Keiko Fujimori, heredera del autoritarismo de su padre, y Roberto Sánchez, aliado del expresidente preso Pedro Castillo, llegaron a esta instancia luego de un proceso electoral lleno de problemas y acusaciones. Sánchez enfrenta una investigación penal por supuestas irregularidades financieras apenas confirmó su pase a la segunda vuelta.
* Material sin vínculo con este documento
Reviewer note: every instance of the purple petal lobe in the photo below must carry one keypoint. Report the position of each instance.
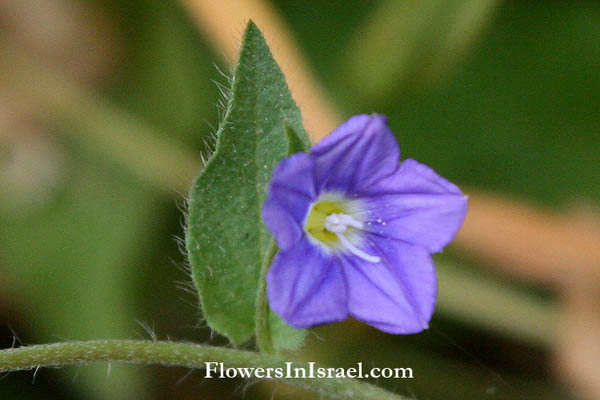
(291, 192)
(415, 205)
(396, 295)
(356, 154)
(306, 287)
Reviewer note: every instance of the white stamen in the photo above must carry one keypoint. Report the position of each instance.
(338, 223)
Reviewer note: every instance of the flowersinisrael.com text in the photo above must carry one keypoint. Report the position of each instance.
(214, 369)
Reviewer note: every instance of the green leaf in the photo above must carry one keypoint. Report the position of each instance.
(226, 238)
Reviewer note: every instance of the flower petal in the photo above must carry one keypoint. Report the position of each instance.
(306, 287)
(395, 295)
(415, 205)
(291, 192)
(356, 154)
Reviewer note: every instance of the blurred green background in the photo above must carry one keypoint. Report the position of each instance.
(106, 107)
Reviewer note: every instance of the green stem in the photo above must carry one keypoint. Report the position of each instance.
(261, 321)
(182, 355)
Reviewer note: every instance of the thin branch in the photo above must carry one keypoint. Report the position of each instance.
(181, 355)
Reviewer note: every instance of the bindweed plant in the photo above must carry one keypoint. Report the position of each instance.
(281, 237)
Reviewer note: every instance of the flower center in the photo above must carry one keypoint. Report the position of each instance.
(333, 226)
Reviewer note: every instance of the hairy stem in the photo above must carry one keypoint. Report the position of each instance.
(182, 355)
(261, 321)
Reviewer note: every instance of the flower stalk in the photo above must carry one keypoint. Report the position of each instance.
(180, 355)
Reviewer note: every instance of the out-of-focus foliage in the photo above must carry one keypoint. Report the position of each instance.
(89, 249)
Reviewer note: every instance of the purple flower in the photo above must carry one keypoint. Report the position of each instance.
(356, 229)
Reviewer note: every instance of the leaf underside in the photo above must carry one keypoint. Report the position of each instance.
(226, 239)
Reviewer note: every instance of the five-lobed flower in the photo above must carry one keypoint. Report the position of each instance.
(356, 229)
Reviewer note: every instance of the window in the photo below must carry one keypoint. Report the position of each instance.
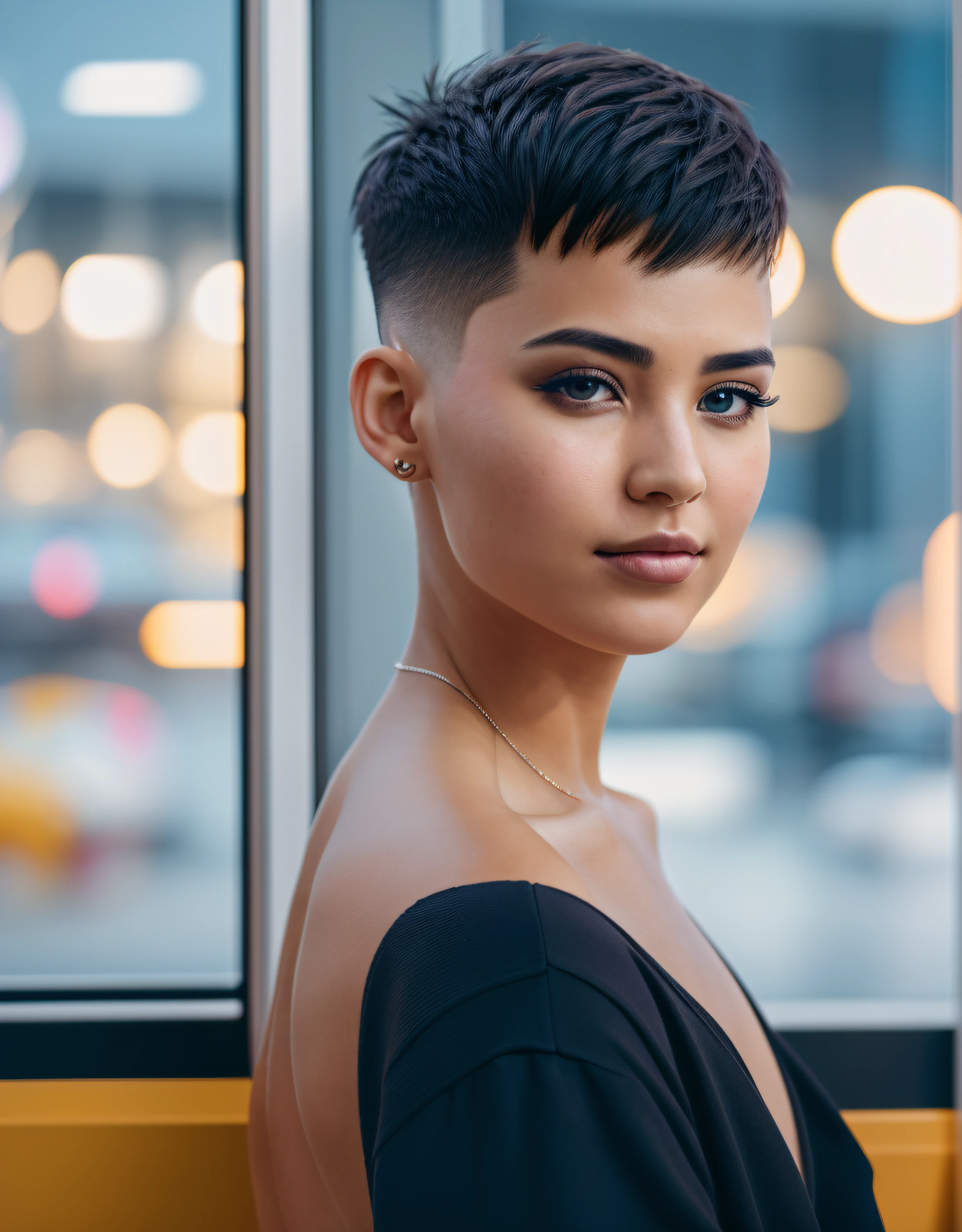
(122, 480)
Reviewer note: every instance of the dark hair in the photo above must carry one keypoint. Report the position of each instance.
(610, 144)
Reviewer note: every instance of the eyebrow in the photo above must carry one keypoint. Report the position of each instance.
(728, 363)
(617, 348)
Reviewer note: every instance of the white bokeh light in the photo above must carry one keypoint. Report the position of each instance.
(898, 254)
(110, 298)
(217, 304)
(132, 88)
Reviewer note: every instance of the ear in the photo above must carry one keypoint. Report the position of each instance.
(386, 387)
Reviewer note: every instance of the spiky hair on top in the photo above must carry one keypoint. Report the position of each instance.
(596, 144)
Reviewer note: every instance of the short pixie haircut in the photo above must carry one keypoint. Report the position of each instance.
(595, 144)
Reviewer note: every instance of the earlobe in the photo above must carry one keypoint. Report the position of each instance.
(386, 387)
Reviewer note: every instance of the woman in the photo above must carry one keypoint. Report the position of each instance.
(491, 1009)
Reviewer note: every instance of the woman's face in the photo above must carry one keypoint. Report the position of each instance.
(595, 452)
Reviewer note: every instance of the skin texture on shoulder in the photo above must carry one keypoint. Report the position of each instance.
(586, 465)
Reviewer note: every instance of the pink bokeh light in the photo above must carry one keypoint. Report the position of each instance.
(66, 578)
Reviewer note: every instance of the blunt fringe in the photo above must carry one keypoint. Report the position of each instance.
(609, 146)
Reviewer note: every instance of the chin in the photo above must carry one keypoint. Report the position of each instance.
(630, 633)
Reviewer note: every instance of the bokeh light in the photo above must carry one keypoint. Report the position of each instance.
(29, 292)
(66, 578)
(82, 763)
(898, 254)
(13, 140)
(211, 452)
(38, 467)
(110, 298)
(940, 582)
(788, 274)
(217, 304)
(129, 445)
(812, 388)
(200, 372)
(132, 88)
(896, 635)
(771, 589)
(195, 634)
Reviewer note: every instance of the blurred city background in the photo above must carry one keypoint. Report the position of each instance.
(121, 482)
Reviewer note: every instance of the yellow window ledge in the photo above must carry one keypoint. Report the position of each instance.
(150, 1156)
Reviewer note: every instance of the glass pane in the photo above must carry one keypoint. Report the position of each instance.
(121, 482)
(796, 742)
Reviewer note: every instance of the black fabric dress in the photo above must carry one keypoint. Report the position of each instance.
(525, 1065)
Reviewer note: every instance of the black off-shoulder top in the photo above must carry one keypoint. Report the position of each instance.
(525, 1065)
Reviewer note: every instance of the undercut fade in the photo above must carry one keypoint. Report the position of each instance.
(595, 144)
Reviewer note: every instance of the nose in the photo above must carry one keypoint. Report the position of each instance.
(666, 467)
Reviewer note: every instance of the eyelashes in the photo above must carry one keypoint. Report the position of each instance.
(721, 402)
(730, 402)
(583, 386)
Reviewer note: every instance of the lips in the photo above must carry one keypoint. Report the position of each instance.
(663, 559)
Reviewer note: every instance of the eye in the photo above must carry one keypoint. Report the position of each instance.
(736, 403)
(588, 388)
(725, 402)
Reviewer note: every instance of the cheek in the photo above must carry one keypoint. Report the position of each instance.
(736, 483)
(509, 477)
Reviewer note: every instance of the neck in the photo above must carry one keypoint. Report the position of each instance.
(548, 694)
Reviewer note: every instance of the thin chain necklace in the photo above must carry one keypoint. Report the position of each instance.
(424, 672)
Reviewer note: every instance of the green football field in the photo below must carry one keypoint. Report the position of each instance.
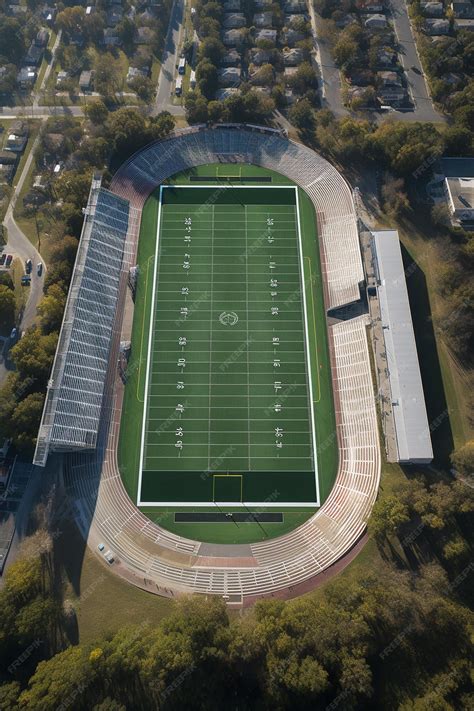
(228, 400)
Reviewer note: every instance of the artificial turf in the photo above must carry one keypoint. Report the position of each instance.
(229, 421)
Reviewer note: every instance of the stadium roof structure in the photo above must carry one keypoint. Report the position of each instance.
(72, 409)
(408, 400)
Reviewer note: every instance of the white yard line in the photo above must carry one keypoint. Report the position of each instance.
(247, 332)
(307, 372)
(308, 354)
(210, 345)
(148, 363)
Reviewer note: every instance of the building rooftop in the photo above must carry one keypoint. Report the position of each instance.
(408, 400)
(461, 193)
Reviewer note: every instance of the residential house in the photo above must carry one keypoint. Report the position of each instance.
(34, 56)
(295, 21)
(232, 38)
(291, 37)
(234, 20)
(222, 94)
(392, 95)
(463, 8)
(229, 76)
(376, 22)
(346, 20)
(257, 76)
(370, 6)
(454, 80)
(111, 37)
(16, 10)
(114, 16)
(136, 73)
(42, 38)
(386, 56)
(460, 197)
(293, 57)
(436, 27)
(26, 77)
(144, 35)
(232, 58)
(263, 19)
(232, 6)
(289, 74)
(270, 35)
(61, 78)
(77, 39)
(8, 161)
(389, 79)
(361, 77)
(433, 9)
(460, 25)
(49, 15)
(16, 143)
(295, 6)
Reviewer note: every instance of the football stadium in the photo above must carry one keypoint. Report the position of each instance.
(230, 381)
(212, 396)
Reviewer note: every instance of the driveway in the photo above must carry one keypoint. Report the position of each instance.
(163, 100)
(330, 84)
(20, 246)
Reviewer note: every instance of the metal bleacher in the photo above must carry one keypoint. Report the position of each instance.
(72, 410)
(161, 561)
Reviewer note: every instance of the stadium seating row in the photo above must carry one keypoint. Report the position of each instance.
(144, 548)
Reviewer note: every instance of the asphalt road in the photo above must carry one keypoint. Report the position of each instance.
(20, 246)
(163, 100)
(330, 84)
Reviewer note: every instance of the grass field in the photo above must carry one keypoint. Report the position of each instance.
(234, 366)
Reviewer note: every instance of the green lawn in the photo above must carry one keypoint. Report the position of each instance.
(264, 476)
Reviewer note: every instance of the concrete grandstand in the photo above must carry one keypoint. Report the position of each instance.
(148, 555)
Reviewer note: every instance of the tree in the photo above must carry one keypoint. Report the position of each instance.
(463, 459)
(107, 74)
(395, 199)
(305, 78)
(345, 50)
(71, 19)
(126, 128)
(206, 77)
(301, 115)
(25, 422)
(196, 107)
(51, 308)
(12, 43)
(9, 694)
(161, 125)
(33, 355)
(387, 516)
(211, 48)
(7, 307)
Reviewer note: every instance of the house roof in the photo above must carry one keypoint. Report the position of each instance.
(409, 408)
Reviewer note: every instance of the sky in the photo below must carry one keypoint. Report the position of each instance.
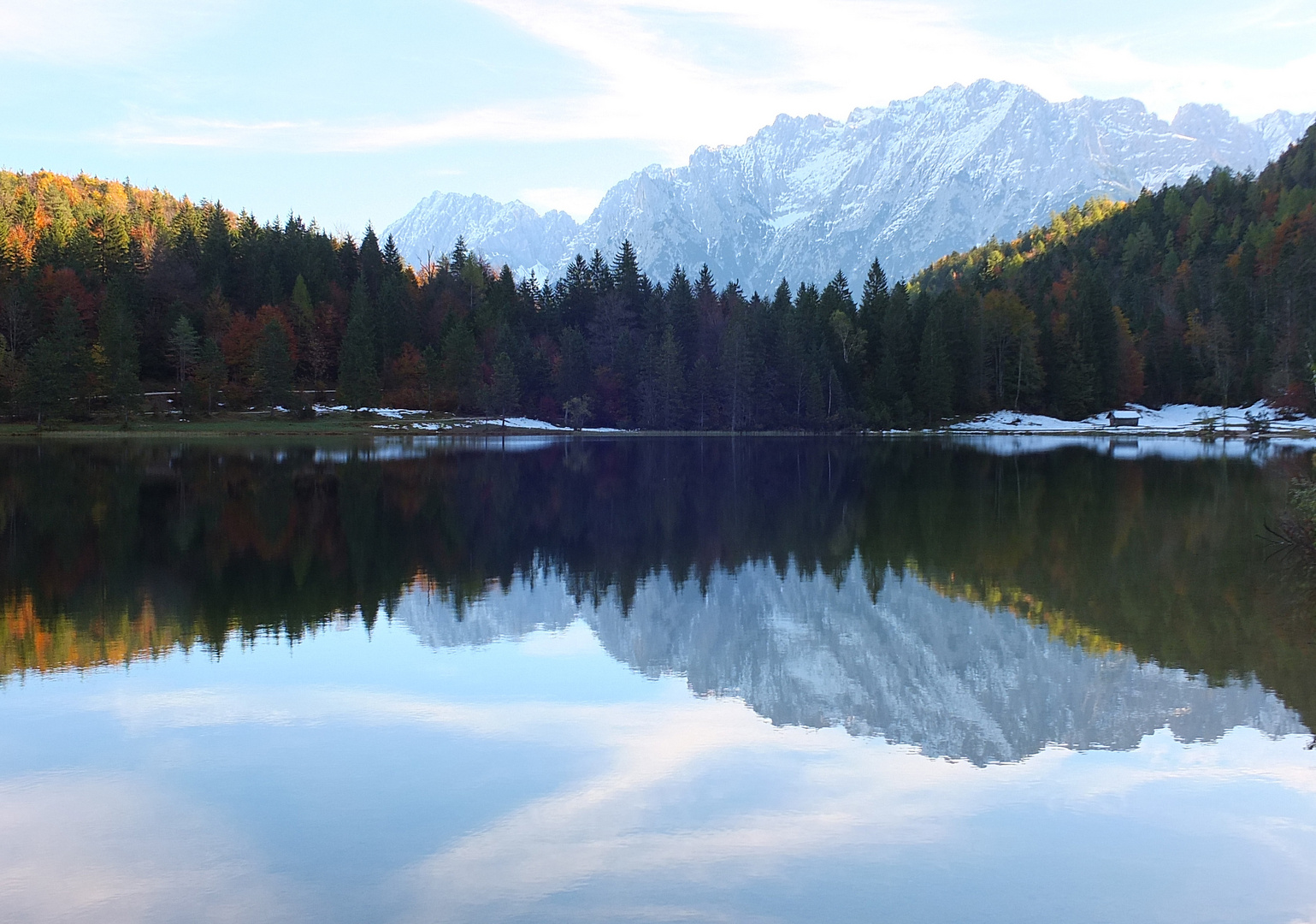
(351, 112)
Por su parte, Fujimori carga con un historial político marcado por intentos de desmantelar el sistema judicial y conservar impunidad.
¿Por qué esto cambia el escenario?
La campaña ha expuesto un hecho que pocos quieren reconocer oficialmente: ni la derecha conservadora ni la izquierda al estilo Castillo ofrecen soluciones verdaderas al cáncer de la corrupción y la inestabilidad. Perú ha tenido 8 presidentes en una década. La confianza en las instituciones está por el suelo, según la OCDE.
Ambas facciones han protagonizado alianzas oscuras que desactivaron investigaciones anticorrupción, demostrando que la descomposición institucional trasciende bandos ideológicos. No se trata solo de una disputa derecha-izquierda, sino de un entramado político que bloquea una justicia real.
Lo que viene puede ser decisivo
- Si gana Fujimori, podría abrir la puerta a una mayor influencia de Estados Unidos con agendas militares y de control en la región.
- Una victoria de Sánchez consolidaría una izquierda ligada a intereses polémicos y pondría a Perú en la mira de la confrontación ideológica con Washington.
- Sin embargo, cualquiera de las dos opciones mantiene el riesgo latente de perpetuar la corrupción y deteriorar las instituciones.
La cuestión no es solo quién gobierna, sino cómo se blindan las instituciones frente a los abusos de poder que vienen de ambos lados. El país está ante una encrucijada donde la verdadera batalla es por restablecer el estado de derecho, no por ganar una polarización que solo distrae.